* Bill Gosper <billgosper@gmail.com> [Feb 27. 2012 14:27]:
On Sun, Feb 26, 2012 at 12:32 AM, Bill Gosper <billgosper@gmail.com> wrote:
(-1/2 + Sum[(a^n*QPochhammer[x/a, q, n])/QPochhammer[a*x, q, n], {n, 0, Infinity}])/ (1 + a)
as a -> -1+ . (In terms of q-hypergeometric(s) in x and q).
Here's a much better answer as two Lambert series:
Limit[(-1/2 + Sum[(a^n*QPochhammer[x/a, q, n])/QPochhammer[a*x, q, n], {n, 0, Infinity}])/(1 + a), a -> -1, Direction -> -1] == 1/4 + 2*Sum[(-x)^n/(1 - q^(2*n)), {n, 1, Infinity}] + x*Sum[q^n/(1 + q^n*x), {n, 0, Infinity}]
This came from combining Heine's first and second transformations http://dlmf.nist.gov/17.6 (17.6.6, 17.6.7) to get QHypergeometricPFQ[{a, b}, {c}, q, z]== QHypergeometricPFQ[{c/b, z}, {a z}, q, b] * QPochhammer[b, q] QPochhammer[a z, q])/ (QPochhammer[c, q] QPochhammer[z, q])

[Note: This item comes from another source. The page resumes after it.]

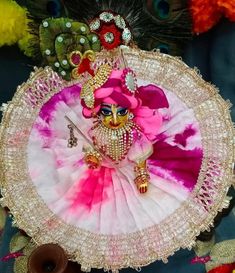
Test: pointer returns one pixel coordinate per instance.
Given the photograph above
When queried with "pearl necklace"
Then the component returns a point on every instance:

This transforms the sum in the limitand into one with numerator parameter a^2, which means all its terms after the 0th will contain a removable factor of 1-a^2 = (1-a)(1+a), and the 0th minus 1/2 and then divided by a+1 contributes one of the Lambert sums as a -> -1.
[...]
Not sure this is pertinent here, but see relation (3.1) on p.604 of %\bibitem{Chan}{Song Heng Chan: % {Generalized Lambert Series Identities}, % Proceedings of the London Mathematical Society, vol.91, no.3, pp.598-622, (2005). %}%% rel.(3.1): expression for bilateral Lambert series Can send the pdf in case the paper isn't open access. IIRC there is something similar in Fine, but can only point to his relation (18.4) on p.20 right now.